Volví a Venezuela después de seis años que se me han hecho muy largos. Vine consciente e interesado por entender mejor lo que está sucediendo y las grandes brechas de percepción que se han ido abriendo entre los de adentro y los de afuera, todos venezolanos. Tengo muy presente que hace seis años también recibí una de esas lecciones que no se olvidan sobre las diferencias entre los hechos (cada vez más esquivos y de contornos más tenues) y las percepciones (cada vez más sentenciosas y definitivas).
Todo surgió a raíz de un texto que Douglas Barrios y yo escribimos a finales de 2016, donde pretendíamos dilucidar cuánto tiempo nos llevaría recuperar el nivel de actividad económica que había tenido Venezuela en su pico más reciente (2013). Luego de tres años de recesión, nuestra intención era cuantificar el daño a través de una estimación relativamente simple del número de años que tomaría recuperar ese nivel, de acuerdo con la distribución de probabilidades derivadas de la experiencia internacional y los resultados observados en colapsos económicos anteriores.

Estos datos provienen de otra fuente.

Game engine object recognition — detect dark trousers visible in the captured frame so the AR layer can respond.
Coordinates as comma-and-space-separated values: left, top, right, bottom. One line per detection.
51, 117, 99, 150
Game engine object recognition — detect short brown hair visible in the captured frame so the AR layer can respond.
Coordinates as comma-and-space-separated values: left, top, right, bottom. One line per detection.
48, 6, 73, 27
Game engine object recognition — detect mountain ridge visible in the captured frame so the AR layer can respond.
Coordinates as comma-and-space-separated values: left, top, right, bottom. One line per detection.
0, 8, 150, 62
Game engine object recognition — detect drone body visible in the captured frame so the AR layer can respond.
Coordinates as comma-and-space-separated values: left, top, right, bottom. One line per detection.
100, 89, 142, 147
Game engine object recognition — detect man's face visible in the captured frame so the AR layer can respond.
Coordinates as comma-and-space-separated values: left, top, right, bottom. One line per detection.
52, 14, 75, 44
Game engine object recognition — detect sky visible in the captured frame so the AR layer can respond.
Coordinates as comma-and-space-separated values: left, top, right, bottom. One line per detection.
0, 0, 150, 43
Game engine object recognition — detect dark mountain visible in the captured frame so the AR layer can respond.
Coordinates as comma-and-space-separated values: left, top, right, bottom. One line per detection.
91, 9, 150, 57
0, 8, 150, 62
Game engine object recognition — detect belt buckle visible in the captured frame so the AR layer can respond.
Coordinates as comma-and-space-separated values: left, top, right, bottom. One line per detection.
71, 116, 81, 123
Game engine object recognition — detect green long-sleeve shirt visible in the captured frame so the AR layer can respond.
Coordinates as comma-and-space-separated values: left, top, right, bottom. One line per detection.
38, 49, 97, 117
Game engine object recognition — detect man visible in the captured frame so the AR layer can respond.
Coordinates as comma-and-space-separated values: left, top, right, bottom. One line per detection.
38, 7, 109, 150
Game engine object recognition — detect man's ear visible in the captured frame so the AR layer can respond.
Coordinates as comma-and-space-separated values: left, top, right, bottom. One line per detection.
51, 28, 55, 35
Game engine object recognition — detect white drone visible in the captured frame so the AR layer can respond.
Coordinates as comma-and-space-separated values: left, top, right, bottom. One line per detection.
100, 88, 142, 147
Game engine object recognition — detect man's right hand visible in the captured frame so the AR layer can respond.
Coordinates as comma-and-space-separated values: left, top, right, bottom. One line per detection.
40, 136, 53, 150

El ejercicio no tenía un resultado inequívoco –era cuestión de elegir entre escenarios de crecimiento más o menos probables–, pero no tenía sentido cerrar sin atreverse a sugerir una cifra concreta. Tras considerar las posibilidades e introducir los disclaimers del caso, concluimos que lo mejor que nos podía pasar si empezábamos a hacer las cosas bien de inmediato –un supuesto que no se ha cumplido desde entonces y no parece tener perspectiva de validez en el horizonte de los próximos años– era recuperar en una década el nivel de actividad económica perdido.